Throughout their history, the Yankees have featured some players from these places, and it dates back right to the early days of the team.
John Anderson
The impetus for this post was John Anderson. In the offseason after the first ever New York Highlanders team took the field, they acquired Anderson in December 1903. Anderson was coming off his ninth major league season. The Highlanders got him for 37-year old Jack O’Connor. He also happened to have been born in Norway.
Anderson was born in December 14, 1873 in Sarpsborg, Norway. When he was eight years old, his family immigrated to the United States, moving to Worcester, MA. He would have been in the country 13 years when he started playing for Worcester of the New England League. By the end of that year, he was playing for the then Brooklyn Grooms of the National League.
He played one full season for the Highlanders in 1904, putting up decent numbers for that era and helping them nearly win the pennant. In 1905, he struggled in 32 games with the teams and was put on waivers.
He played the remainder of that season and the following year with the Washington Senators. The Senators were an absolute trash fire in 1907, and Anderson eventually became fed up with the team’s manager and just left. He spent the rest of the year playing semi-pro baseball, and was sold to the White Sox ahead of the 1908 season. He played one more major league season and one more in the minors before retiring.
Harry Kingman
Hong Kong born Austin Brice made his major league debut in 2016. That came 102 years after China born Harry Kingman briefly played for the Yankees.
Kingman was the son of missionaries and was born while his family was in China in 1892. Seven years after he was born, his father became sick and the family moved to the United States.

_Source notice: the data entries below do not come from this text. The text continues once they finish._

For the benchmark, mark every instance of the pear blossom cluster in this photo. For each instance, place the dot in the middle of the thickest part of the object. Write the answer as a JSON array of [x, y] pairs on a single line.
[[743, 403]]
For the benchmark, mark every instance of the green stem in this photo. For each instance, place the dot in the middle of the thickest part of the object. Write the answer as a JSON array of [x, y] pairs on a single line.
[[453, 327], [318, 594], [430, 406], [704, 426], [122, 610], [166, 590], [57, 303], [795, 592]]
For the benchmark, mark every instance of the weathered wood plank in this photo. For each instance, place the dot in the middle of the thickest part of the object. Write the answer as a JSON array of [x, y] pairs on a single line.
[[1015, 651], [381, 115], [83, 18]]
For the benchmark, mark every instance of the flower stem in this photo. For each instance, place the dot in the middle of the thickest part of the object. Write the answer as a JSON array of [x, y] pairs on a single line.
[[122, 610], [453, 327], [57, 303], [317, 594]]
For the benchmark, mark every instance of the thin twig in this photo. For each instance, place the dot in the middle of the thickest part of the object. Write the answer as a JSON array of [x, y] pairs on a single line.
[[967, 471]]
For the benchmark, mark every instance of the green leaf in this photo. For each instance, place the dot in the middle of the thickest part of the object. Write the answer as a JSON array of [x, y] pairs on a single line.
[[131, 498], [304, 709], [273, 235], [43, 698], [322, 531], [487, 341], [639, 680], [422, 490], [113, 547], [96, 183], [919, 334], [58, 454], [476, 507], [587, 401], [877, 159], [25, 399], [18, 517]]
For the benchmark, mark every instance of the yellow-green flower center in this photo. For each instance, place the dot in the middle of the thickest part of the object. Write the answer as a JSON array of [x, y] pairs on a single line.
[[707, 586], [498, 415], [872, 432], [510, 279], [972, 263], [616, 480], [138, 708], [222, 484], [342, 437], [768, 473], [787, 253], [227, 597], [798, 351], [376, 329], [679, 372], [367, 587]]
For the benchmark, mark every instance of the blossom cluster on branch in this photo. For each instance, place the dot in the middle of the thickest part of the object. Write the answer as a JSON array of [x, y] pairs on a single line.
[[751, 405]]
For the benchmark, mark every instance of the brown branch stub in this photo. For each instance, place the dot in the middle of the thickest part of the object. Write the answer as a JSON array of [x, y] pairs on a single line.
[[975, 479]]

His father took a job as chaplain at Pomona College, which allowed Kingman to enroll in the school despite reportedly not having great grades and being a bit of a troublemaker. However in the sports arena, he excelled. He was a five sport star.
The Washington Senators took notice of Kingman and signed him in 1914. But before he even played a game, they traded him to the Yankees. Due to Kingman’s tall frame, manager Clark Griffith thought he could turn him into a pitcher. Kingman did end up playing four games as a first baseman for the Yankees, but the pitching thing never ended up working out. After those four games, Kingman never played in the major leagues again.
Kingman’s post baseball career ended up being much more fascinating. He ended up returning to his birth country as a missionary. Some personal artifacts from that period of Kingman’s life include a letter he received from Mahatma Gandhi. Later during World War II, he and his wife became vocal opponents of the forced relocation of Japanese-Americans. Kingman would also move to Washington DC and founded a lobbying organization, dealing chiefly with civil rights issues. He died in 1982.
Tony Solaita
The lone player after to come from American Samoa made a very brief appearance with the Yankees in 1968.
As a boy, Tolia Solaita, known as “Tony”, played the game of Kilikita, a Samoan form a cricket and also the country’s national sport. That helped him pick up the game of baseball when his family moved to Hawaii when he was eight.
At his first little league practice, Solaita had to be shown which way to run around the bases. He was also given a glove and placed at second base, but later disposed of the glove and played barehanded. He became a natural at the game, and later caught the eye of the Yankees, who signed him in 1965.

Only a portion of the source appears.